Although plundering season begins just as the year is ending, I always wait until January to gather carob fruits for two reasons. First, carob functions mainly as a healthful chocolate substitute, and during the holiday season, fake chocolate just seems sad. In January, however, eating locally foraged carob feels virtuous and resourceful. Second, November and December are when my local carobs make the flowers that will produce the next year’s crop, and those flowers smell like a pirate’s nether parts after a shore leave. Or so I imagine, and not without precedent. A man who should have been inured to such salty smells, Pliny the Elder, natural historian and commander in the Roman Imperial Navy, described the flowers as having “a very powerful odor.” It’s not clear why these flowers have a sort of seaman scent, since the main volatiles wafting from the flowers – linalools and farnesene – smell like lilies and gardenias (Custódio et al., 2006). In any case, I keep my distance until the flowers have finished mating season.

Carob trees

Despite their stinky flowers, carobs make great street trees and produce a valuable crop in many Mediterranean-type climates. They are beautiful, tolerant of dry and poor soils, pest resistant, and tidy. Carobs are legumes – like familiar peas and beans – but they belong to a different branch of the legume family (Caesalpinioideae), one that contains mostly trees and woody shrubs with tough inedible fruit (Legume Phylogeny Working Group, 2017). Carob pods look about as edible as Jack Sparrow’s boots, and the species’ scientific name, Ceratonia siliqua, means “horny long pod,” which well captures the intimidating nature of their leathery fruit. But as you will see below, the fruits are easy to harvest and process, and their sweet pulp is worth seeking out.
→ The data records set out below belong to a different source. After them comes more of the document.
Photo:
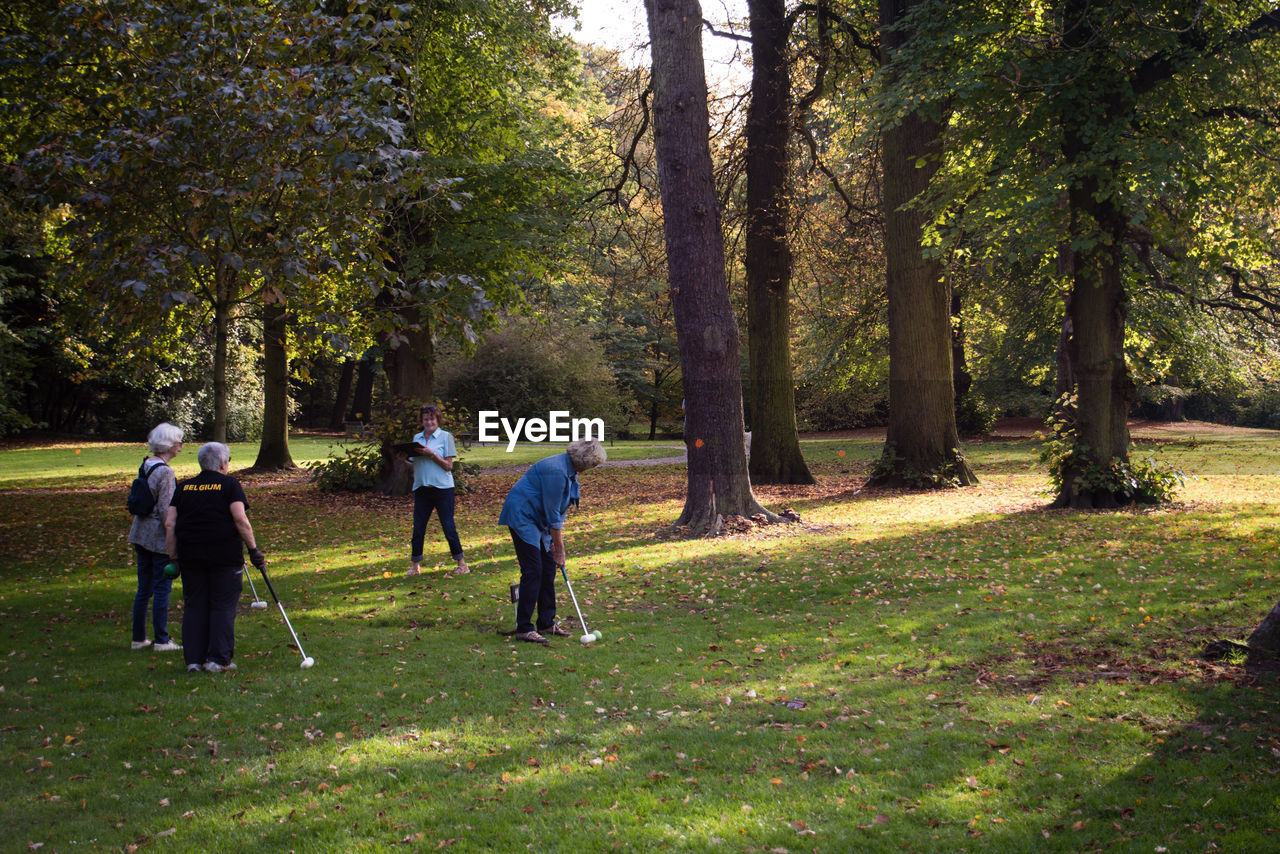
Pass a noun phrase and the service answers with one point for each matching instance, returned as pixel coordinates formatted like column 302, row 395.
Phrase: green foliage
column 891, row 465
column 1261, row 407
column 530, row 369
column 361, row 465
column 974, row 415
column 356, row 470
column 1143, row 482
column 1032, row 679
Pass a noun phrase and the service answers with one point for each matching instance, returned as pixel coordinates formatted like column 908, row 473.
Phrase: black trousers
column 536, row 585
column 209, row 597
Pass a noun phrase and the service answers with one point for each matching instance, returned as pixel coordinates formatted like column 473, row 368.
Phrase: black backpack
column 141, row 499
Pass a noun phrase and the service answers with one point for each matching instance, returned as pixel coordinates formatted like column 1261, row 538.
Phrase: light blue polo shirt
column 540, row 499
column 428, row 471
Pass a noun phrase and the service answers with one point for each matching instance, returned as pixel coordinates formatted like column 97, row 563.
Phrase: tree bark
column 1097, row 305
column 342, row 400
column 362, row 401
column 922, row 442
column 223, row 301
column 776, row 456
column 410, row 357
column 273, row 452
column 705, row 328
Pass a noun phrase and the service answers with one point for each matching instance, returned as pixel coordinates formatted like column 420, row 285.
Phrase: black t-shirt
column 205, row 529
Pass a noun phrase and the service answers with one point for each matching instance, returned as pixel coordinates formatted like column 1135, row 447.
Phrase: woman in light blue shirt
column 535, row 511
column 433, row 488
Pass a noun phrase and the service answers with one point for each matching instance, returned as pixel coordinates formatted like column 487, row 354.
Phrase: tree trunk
column 1097, row 305
column 362, row 401
column 705, row 328
column 410, row 357
column 222, row 324
column 922, row 442
column 1104, row 392
column 342, row 400
column 273, row 452
column 776, row 456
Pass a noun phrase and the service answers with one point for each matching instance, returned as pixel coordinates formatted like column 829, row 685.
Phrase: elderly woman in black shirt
column 205, row 526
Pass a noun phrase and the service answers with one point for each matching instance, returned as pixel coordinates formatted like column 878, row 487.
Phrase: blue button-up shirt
column 428, row 471
column 540, row 499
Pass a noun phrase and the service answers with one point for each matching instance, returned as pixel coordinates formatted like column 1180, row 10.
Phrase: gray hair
column 213, row 456
column 586, row 453
column 163, row 437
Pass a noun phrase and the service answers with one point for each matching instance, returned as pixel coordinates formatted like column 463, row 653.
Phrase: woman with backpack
column 147, row 537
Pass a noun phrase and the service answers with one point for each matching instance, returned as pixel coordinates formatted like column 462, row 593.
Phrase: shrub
column 360, row 467
column 974, row 415
column 1144, row 482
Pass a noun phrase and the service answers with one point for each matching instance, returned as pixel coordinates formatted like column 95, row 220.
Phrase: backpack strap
column 149, row 471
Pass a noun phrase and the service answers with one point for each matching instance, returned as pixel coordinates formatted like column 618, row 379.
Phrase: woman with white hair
column 205, row 526
column 146, row 535
column 535, row 511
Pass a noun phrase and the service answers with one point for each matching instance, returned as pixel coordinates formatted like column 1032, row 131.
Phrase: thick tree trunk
column 709, row 351
column 776, row 456
column 922, row 442
column 1097, row 305
column 342, row 400
column 1104, row 392
column 410, row 359
column 273, row 452
column 222, row 327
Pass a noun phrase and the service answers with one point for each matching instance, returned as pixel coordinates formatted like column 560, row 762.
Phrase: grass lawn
column 956, row 671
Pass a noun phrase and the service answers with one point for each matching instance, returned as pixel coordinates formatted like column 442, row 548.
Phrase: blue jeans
column 536, row 585
column 209, row 596
column 425, row 499
column 154, row 588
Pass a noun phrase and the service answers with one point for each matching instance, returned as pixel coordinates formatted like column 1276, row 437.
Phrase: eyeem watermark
column 558, row 427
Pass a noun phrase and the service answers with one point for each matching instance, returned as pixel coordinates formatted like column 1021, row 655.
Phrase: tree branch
column 629, row 159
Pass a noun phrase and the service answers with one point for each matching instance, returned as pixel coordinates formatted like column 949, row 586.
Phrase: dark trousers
column 536, row 585
column 209, row 596
column 425, row 499
column 154, row 588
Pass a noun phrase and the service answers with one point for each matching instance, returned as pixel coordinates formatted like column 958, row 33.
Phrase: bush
column 1144, row 482
column 360, row 467
column 974, row 415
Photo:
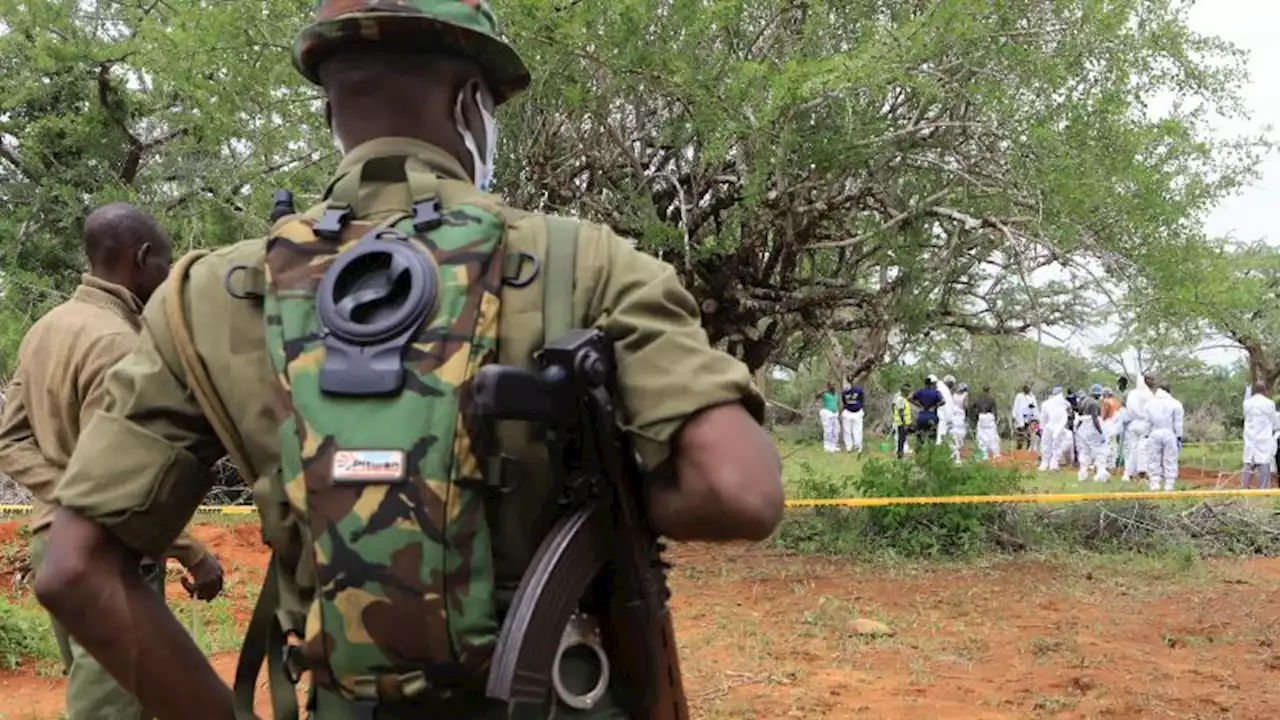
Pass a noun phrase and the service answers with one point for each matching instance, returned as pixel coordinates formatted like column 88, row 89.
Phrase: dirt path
column 768, row 636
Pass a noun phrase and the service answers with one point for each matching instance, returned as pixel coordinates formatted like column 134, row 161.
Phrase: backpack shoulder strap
column 558, row 274
column 197, row 376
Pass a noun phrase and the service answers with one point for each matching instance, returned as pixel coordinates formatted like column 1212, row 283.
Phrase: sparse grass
column 26, row 634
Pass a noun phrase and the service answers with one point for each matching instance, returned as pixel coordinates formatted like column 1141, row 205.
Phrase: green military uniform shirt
column 140, row 468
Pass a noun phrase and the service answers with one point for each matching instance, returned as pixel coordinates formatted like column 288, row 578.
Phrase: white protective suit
column 1024, row 410
column 1091, row 446
column 1165, row 414
column 1052, row 431
column 945, row 409
column 956, row 425
column 1261, row 424
column 988, row 436
column 1136, row 434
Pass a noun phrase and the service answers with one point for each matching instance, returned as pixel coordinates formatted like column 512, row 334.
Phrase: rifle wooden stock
column 603, row 556
column 566, row 563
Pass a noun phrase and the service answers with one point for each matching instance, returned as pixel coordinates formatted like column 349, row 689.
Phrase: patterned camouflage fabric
column 457, row 27
column 405, row 578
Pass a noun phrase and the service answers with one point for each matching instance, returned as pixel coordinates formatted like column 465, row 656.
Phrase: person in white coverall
column 1024, row 411
column 1052, row 429
column 1138, row 429
column 1091, row 437
column 958, row 427
column 1164, row 442
column 1261, row 425
column 945, row 388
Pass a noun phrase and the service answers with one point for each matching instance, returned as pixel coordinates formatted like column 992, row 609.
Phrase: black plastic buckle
column 521, row 279
column 293, row 669
column 426, row 215
column 333, row 220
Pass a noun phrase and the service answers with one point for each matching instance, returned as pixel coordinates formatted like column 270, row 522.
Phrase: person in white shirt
column 1024, row 411
column 1261, row 425
column 958, row 425
column 1138, row 429
column 1054, row 415
column 945, row 387
column 1165, row 440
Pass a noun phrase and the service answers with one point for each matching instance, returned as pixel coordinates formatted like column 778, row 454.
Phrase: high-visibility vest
column 903, row 413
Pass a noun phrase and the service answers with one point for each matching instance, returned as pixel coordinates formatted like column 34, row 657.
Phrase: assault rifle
column 283, row 205
column 602, row 559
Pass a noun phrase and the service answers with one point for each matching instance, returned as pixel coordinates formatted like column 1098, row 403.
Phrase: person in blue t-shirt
column 927, row 400
column 851, row 417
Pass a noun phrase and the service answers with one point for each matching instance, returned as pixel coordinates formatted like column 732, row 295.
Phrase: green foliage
column 910, row 531
column 1221, row 288
column 932, row 531
column 24, row 634
column 877, row 169
column 188, row 109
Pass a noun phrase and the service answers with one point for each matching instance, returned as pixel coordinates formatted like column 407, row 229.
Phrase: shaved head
column 113, row 235
column 127, row 246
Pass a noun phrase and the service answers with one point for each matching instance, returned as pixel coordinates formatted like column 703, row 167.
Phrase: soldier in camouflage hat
column 393, row 561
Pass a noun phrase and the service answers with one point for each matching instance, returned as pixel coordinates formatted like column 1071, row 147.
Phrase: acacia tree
column 190, row 109
column 1221, row 292
column 873, row 168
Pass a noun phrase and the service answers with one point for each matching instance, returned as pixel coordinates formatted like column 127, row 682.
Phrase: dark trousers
column 926, row 432
column 903, row 432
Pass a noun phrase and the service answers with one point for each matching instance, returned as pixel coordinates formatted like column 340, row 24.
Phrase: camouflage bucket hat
column 455, row 27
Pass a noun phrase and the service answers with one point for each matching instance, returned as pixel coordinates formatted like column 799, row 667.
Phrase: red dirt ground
column 767, row 636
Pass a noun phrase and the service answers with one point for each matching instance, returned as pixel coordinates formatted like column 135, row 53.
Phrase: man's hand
column 205, row 578
column 91, row 583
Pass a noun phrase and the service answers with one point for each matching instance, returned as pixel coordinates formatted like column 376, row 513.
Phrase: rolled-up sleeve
column 141, row 465
column 667, row 369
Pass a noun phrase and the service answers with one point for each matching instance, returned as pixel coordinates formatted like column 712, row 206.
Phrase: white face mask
column 481, row 159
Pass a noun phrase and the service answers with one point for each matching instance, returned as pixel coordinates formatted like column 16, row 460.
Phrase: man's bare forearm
column 91, row 583
column 727, row 481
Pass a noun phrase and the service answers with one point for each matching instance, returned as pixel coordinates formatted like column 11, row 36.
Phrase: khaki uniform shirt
column 140, row 468
column 58, row 387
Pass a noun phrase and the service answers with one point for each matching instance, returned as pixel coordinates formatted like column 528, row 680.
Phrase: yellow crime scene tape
column 1047, row 497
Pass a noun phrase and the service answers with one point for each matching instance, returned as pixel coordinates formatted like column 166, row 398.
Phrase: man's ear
column 140, row 258
column 472, row 96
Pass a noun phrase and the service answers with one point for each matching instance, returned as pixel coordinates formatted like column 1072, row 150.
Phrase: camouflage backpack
column 391, row 589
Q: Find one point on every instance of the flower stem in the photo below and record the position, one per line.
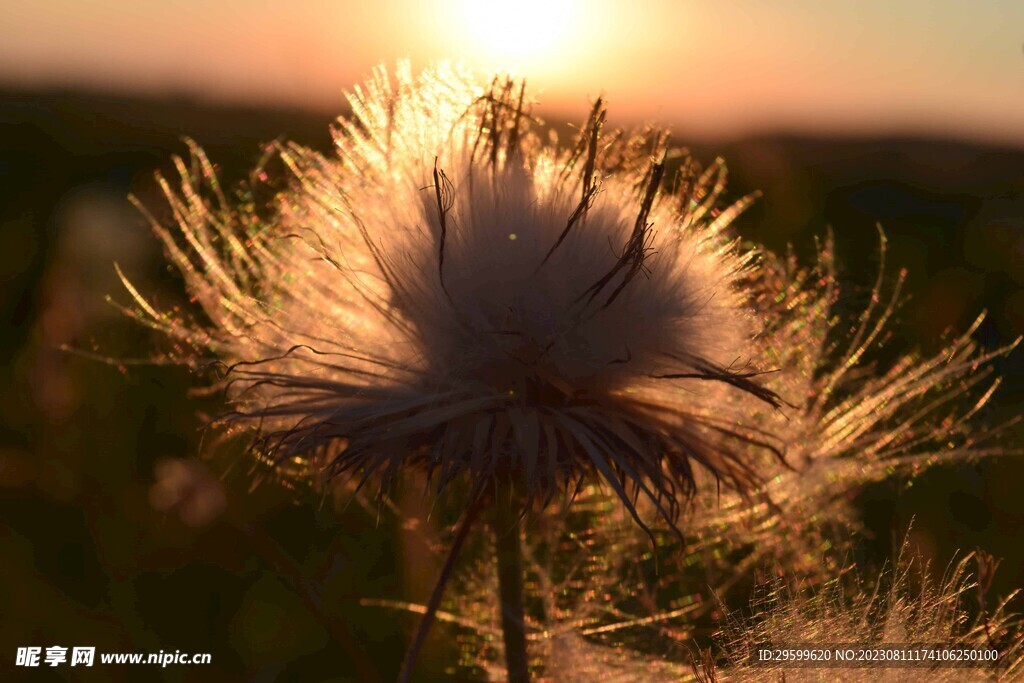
(510, 586)
(462, 531)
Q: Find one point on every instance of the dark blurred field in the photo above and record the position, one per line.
(86, 559)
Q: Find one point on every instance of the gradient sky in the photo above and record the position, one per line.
(716, 68)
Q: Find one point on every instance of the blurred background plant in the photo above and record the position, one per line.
(97, 540)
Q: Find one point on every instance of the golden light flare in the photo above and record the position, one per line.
(518, 33)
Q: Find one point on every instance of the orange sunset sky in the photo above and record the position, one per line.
(717, 69)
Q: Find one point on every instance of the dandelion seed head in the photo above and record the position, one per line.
(450, 291)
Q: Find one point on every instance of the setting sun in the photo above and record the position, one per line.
(528, 30)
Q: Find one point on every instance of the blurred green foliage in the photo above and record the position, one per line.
(88, 560)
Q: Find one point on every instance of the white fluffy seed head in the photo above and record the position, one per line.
(449, 291)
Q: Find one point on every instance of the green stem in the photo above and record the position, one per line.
(510, 586)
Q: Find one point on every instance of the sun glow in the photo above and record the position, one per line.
(518, 33)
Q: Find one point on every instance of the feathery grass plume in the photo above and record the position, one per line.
(587, 640)
(855, 419)
(914, 608)
(452, 293)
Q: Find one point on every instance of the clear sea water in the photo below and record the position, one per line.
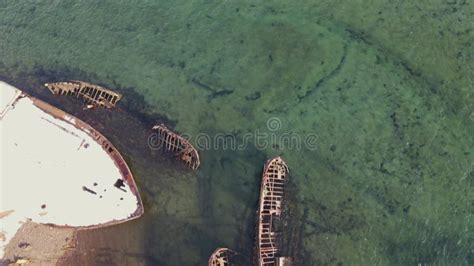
(384, 88)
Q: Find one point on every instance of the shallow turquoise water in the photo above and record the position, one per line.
(385, 86)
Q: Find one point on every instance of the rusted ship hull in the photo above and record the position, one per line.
(180, 147)
(275, 174)
(93, 95)
(221, 257)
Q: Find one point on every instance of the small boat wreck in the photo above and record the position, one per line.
(221, 257)
(57, 170)
(272, 190)
(180, 147)
(93, 95)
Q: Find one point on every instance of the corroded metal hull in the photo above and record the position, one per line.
(221, 257)
(275, 174)
(93, 95)
(170, 141)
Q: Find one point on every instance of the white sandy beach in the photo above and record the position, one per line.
(45, 163)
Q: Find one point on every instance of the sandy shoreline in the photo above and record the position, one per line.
(63, 158)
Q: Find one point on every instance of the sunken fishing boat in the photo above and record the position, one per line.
(222, 257)
(272, 194)
(93, 95)
(177, 145)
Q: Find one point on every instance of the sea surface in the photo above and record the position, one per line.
(370, 102)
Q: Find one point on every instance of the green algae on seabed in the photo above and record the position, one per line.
(386, 85)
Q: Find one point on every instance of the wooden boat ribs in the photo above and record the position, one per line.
(221, 257)
(172, 142)
(271, 196)
(93, 95)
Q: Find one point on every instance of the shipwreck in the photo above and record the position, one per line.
(58, 170)
(268, 246)
(272, 192)
(222, 257)
(93, 95)
(177, 145)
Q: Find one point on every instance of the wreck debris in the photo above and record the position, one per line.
(179, 146)
(221, 257)
(93, 95)
(271, 196)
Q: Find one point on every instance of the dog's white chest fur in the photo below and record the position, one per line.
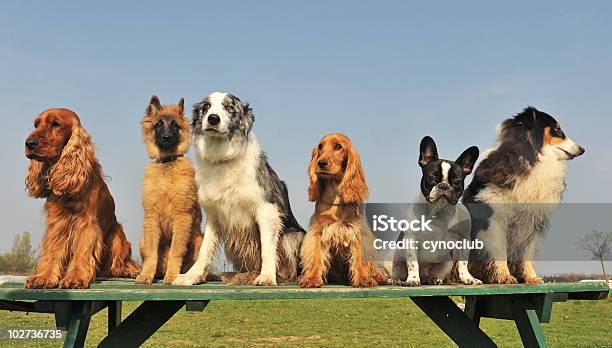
(229, 189)
(544, 183)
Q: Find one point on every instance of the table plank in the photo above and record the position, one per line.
(127, 290)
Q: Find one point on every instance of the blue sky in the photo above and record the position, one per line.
(386, 75)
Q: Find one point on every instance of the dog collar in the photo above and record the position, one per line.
(346, 205)
(168, 159)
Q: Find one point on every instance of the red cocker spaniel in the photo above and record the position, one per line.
(339, 244)
(83, 236)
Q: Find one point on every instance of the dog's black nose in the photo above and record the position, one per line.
(31, 143)
(213, 119)
(444, 187)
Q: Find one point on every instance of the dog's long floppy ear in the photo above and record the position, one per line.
(313, 186)
(247, 119)
(154, 106)
(76, 166)
(428, 151)
(467, 159)
(353, 188)
(36, 180)
(181, 105)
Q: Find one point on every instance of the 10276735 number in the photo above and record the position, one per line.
(31, 334)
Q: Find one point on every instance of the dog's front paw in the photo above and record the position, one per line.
(146, 279)
(504, 279)
(311, 282)
(471, 281)
(411, 281)
(187, 279)
(169, 278)
(41, 282)
(265, 280)
(74, 282)
(394, 281)
(534, 280)
(364, 282)
(433, 281)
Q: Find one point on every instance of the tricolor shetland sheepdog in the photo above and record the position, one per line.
(516, 187)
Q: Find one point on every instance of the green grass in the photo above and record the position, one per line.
(335, 323)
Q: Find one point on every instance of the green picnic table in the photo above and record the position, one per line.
(527, 305)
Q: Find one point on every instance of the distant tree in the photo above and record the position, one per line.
(597, 243)
(21, 257)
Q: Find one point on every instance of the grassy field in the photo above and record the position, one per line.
(335, 323)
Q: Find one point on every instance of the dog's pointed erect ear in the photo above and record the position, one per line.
(467, 159)
(154, 106)
(428, 151)
(181, 106)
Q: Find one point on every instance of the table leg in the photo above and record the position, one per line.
(143, 322)
(78, 323)
(528, 325)
(453, 321)
(114, 315)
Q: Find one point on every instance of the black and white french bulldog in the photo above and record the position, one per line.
(442, 185)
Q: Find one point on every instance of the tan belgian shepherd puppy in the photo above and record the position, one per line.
(171, 234)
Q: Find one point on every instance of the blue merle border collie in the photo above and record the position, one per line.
(515, 189)
(246, 204)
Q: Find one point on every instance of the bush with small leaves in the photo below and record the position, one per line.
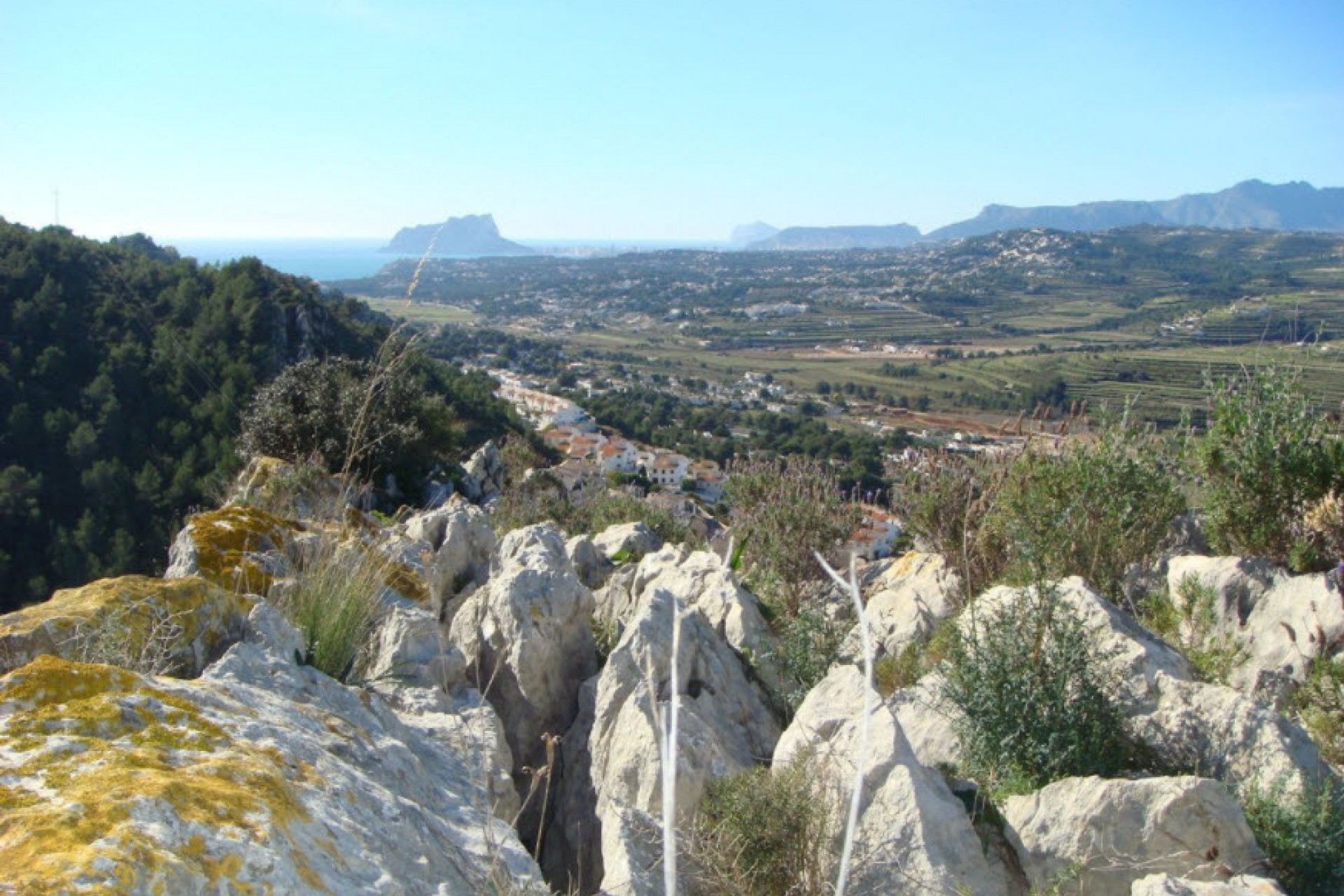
(1092, 510)
(783, 512)
(1269, 454)
(356, 416)
(1320, 706)
(762, 833)
(1301, 832)
(1032, 695)
(946, 504)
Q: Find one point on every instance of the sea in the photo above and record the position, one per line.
(336, 260)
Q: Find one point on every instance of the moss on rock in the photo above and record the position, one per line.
(90, 754)
(186, 620)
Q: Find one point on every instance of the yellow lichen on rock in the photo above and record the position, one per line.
(225, 542)
(89, 752)
(176, 622)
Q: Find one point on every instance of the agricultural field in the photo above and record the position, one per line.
(983, 328)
Whole carob pod (left) and immature pod opened to show pulp and seeds. The pulp hardens and turns pale brown at maturity. Click to enlarge.

Evidence suggests that people have indeed been seeking out carobs for a long time. Although carob’s origin is uncertain, the species seems to have evolved in the eastern Mediterranean and wild plants would have been available to foragers well before agriculture arose in the region. The plant geneticist Daniel Zohary believed that carob was domesticated late, perhaps only in Roman times, but that it spread quickly throughout the Mediterranean region once people learned how to propagate the trees. Remains of horny pods were found in the 1st century ruins of Pompeii (Zohary, 2002), where carob trees perished alongside our noble friend Pliny the Elder. The University of Cyprus has recently embarked on a project called “Black Gold” to reinvigorate the island’s ancient tradition of carob cultivation and develop new food products from it. Right now, countries around the Mediterranean produce tens of metric tons of carob annually, and one Australian company has jumped into the market with an Aussie Sharkbar.

HistoireDesMétéores - p419

Is there a carob tree here? Mort de Pline (Death of Pliny). Jean-Édouard Dargent [Public domain], via Wikimedia Commons

Carob powder is derived from the fruit wall, and this is what we will process for the recipes below. A less visible but incredibly common carob product appears on ingredient lists as “locust bean gum,” which comes from the gelatinous endosperm of the seeds. It is used to thicken cosmetics and almond milk and to keep crystals from forming in ice cream.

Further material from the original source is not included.